Nested dataframes to explain Trump's winning by race, across regions

Feb 13, 2017 · 1385 words · 7 minute read

It's been a while since I learned about nested dataframes to estimate different models across different groups of observations. Actually it was when I took David Robinson's Datacamp course: Exploratory Data Analysis in R: Case Study and I found it really useful! The other day I was listening to the 31st episode of the Not So Standard Deviations when Hilary started talking about nested dataframes and how it could be not completely straightforward for everyone to appreciate how useful this could be. That's when it hit me: I had to write about this!

The data

Continuing with the same dataframe from my post about the analysis of counties characteristics that made Trump the winner of the US 2017 Election now I examine it by region.
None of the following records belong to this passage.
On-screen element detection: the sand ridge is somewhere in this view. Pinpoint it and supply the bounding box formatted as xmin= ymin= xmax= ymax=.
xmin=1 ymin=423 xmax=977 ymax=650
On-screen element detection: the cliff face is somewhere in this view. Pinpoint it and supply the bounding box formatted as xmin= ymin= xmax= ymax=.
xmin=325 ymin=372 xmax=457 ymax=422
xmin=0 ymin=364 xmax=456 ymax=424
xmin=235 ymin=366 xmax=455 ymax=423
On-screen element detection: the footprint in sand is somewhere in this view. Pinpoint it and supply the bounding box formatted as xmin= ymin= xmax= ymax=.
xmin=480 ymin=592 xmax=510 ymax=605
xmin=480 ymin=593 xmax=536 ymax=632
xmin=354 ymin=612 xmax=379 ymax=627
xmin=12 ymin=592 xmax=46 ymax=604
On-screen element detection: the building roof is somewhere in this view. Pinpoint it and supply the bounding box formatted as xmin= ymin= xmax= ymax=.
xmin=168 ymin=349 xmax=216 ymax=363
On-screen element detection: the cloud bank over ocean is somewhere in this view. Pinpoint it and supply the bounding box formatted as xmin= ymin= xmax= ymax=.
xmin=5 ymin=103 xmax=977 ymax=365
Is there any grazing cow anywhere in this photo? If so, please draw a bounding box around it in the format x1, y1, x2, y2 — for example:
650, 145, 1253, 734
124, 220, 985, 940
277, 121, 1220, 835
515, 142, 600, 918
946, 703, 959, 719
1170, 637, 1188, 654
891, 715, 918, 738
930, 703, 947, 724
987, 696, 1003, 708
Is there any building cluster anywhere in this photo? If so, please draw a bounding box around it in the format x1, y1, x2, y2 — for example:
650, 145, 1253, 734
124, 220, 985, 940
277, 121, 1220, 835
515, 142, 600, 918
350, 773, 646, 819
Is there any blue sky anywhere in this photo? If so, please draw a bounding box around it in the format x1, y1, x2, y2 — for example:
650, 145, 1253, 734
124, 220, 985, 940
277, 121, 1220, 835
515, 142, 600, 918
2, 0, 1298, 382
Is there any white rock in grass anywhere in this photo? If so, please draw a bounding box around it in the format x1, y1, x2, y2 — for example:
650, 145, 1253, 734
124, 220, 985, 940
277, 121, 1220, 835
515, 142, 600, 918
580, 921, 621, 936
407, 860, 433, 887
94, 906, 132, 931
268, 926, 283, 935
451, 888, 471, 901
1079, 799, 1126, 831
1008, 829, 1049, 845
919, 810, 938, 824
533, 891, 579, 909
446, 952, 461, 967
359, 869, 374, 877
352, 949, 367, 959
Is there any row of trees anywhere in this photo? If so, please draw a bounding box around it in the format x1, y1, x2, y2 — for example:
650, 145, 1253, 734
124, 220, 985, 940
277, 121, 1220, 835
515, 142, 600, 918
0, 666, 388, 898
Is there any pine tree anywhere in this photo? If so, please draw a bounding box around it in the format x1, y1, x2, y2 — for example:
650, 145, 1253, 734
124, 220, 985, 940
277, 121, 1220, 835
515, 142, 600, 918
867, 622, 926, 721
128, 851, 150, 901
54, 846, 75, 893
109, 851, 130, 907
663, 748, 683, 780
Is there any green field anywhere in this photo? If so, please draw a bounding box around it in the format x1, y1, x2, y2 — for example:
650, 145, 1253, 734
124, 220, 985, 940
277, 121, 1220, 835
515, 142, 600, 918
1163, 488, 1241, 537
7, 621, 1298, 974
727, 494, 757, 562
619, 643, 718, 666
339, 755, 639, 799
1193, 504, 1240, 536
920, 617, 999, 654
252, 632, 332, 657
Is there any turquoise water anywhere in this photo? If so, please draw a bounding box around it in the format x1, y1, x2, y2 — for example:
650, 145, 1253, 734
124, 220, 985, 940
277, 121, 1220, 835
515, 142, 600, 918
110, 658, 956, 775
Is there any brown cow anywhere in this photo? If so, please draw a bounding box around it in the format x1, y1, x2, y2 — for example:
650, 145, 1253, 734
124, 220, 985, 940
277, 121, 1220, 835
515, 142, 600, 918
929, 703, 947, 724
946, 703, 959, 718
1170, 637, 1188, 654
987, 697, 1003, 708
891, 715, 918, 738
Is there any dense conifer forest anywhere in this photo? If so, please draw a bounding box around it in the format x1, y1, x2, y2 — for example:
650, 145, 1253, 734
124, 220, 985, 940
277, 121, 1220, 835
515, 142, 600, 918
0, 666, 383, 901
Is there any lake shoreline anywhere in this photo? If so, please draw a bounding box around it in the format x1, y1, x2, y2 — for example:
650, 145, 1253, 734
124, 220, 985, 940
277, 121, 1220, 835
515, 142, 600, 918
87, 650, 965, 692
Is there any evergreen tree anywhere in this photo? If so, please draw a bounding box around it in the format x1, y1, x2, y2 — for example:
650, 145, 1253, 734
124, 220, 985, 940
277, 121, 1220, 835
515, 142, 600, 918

For that I load the data first.

## Error in readChar(con, 5L, useBytes = TRUE): cannot open the connection

load("trump-rpart.Rdata")

Quantile Analysis

To analyze how the results were different across some characteristics’ quintiles, I define a function using partial from purrr package. Why? Because I just learnt it! To calculate quintiles I use the same parameter one and again for the ntile function (n = 5) to find the quintiles. (This idea came from this very popular Tweet that has been around this past few days).

library(dplyr)
library(ggplot2)
library(purrr)

nt <- partial(ntile, n = 5)

votes <- votes %>%
  mutate(white_alone_q    = nt(white_alone),
         white_q          = nt(white),
         black_q          = nt(black),
         hisp_latin_q     = nt(hisp_latin),
         edu_batch_q      = nt(edu_batchelors),
         urban_q          = nt(housing_units_multistruct),
         income_q         = nt(income))

## Error in eval(lhs, parent, parent): object 'votes' not found

knitr::kable(head(votes))

## Error in head(votes): object 'votes' not found

Once I have that, I define a function group_quintiles whose input is a dataframe that has already has a column name q (the column with the quintiles) and groups by it and calculates a the portion of counties that voted for Trump for each quintile. I use it for every characteristic I'm interested in.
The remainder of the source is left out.